Oû douet, oû douet La lessivyire d'aveu sen bateus Oû douet, oû douet Batouésait, la man blleue
La nuit était tombée Je m'en revenais de Caen La nuit comme un manteau épais Enveloppait les chemins d'argent
Le dos courbé Le front brillant
Au lavoir une ombre s'affairait Battait, frottait, essorait Au lavoir comme une noire fée Une ombre en silence blanchissait
Le dos courbé Les mains violacées
"Lavandière, dur est ton labeur Le linge gèle dans ton panier Lavandière comme tes soeurs Le froid t'ôtera la santé"
Ton dos courbé Ta poitrine enflammée
"Monsieur voudriez-vous m'aider, Votre coeur est bon, votre bras fort Monsieur comme un loyal chevalier Epargnez-moi tous ces efforts"

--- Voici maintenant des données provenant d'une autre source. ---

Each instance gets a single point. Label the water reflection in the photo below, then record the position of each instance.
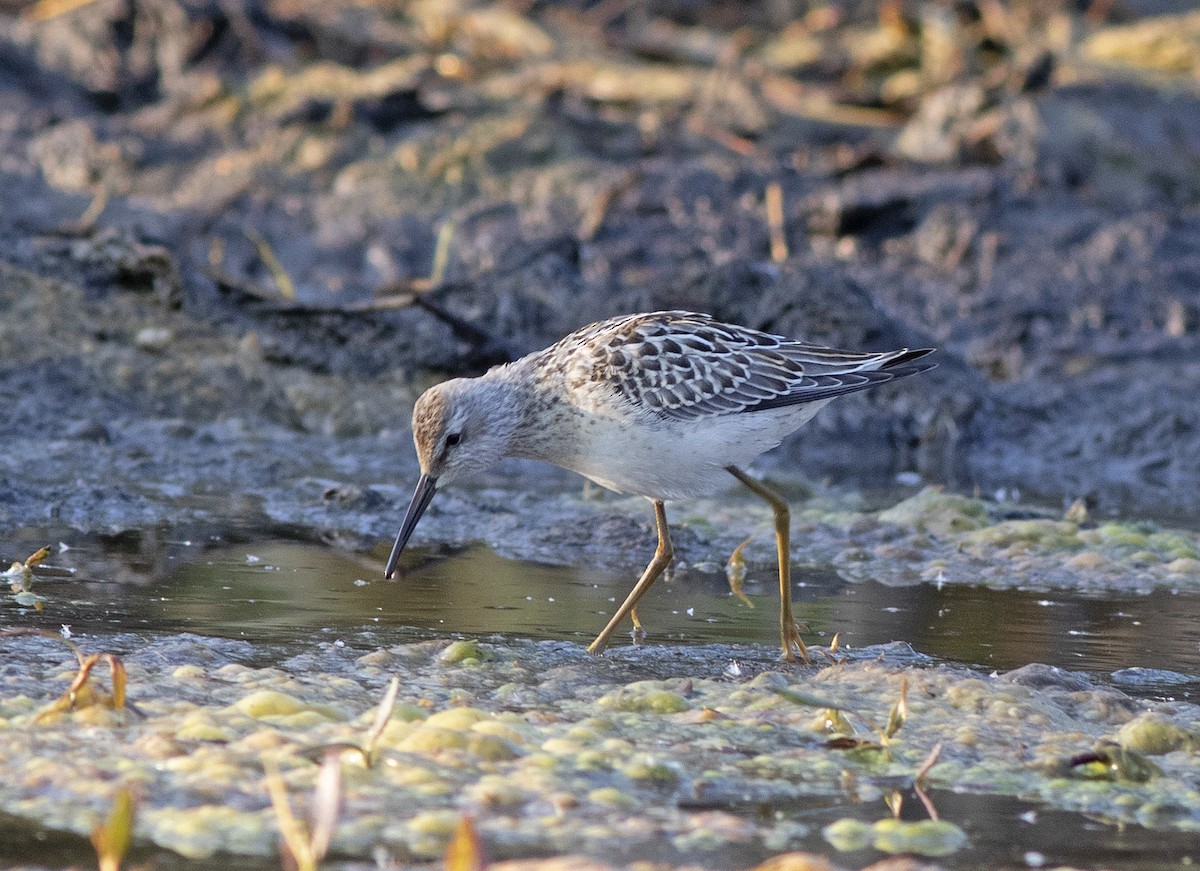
(282, 590)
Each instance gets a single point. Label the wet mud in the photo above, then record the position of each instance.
(238, 240)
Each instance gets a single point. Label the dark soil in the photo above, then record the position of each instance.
(219, 226)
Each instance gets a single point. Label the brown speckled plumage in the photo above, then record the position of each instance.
(661, 404)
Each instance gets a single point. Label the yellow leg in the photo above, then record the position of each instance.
(663, 557)
(789, 635)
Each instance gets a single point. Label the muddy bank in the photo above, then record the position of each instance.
(219, 236)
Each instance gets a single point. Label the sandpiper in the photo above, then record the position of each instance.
(661, 404)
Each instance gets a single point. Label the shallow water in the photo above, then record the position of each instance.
(288, 593)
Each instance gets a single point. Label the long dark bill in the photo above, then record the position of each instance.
(425, 490)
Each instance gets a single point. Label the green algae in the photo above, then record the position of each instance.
(597, 757)
(1155, 736)
(936, 511)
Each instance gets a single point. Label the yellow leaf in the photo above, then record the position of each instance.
(465, 853)
(113, 838)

Votre dos courbé Votre main d'acier
Un drap de cendre elle me désigna Maculé de larges taches de sang Un drap comme un lourd rideau d'effroi Elle me tendit tranquillement
Mon dos courbé Mes mains affolées
"Lavandière quel est ce secret, Quel crime laves-tu en silence ? Lavandière comme un témoin muet Tes yeux se perdent en coupables errances."
Ton dos courbé Ta bouche fermée
"Monsieur permettez-moi de taire ces faits Et de dissimuler d'indicibles douleurs, Monsieur comme une enfant hébétée Je porte de lourds secrets en mon coeur"
Mon dos courbé Ma bouche muselée
Dans l'eau glacée le rouge drap j'ai plongé Et je vis le lavoir rapidement s'empourprer Dans l'eau, comme l'encre s'épand sur le papier Le sang par quelque maléfice se déversait
Mon dos courbé Ma bouche apeurée
Le drap devint immaculé sans que je ne fis rien Et la lavandière s'évapora sous mes yeux Le drap comme l'innocence était d'un blanc sans fin Et la lavandière était un spectre malheureux
Son dos courbé Son corps absent Son âme blessée Son repos elle attend
Oû douet, oû douet La lessivyire d'aveu sen bateus Oû douet, oû douet Batouésait sen linceu.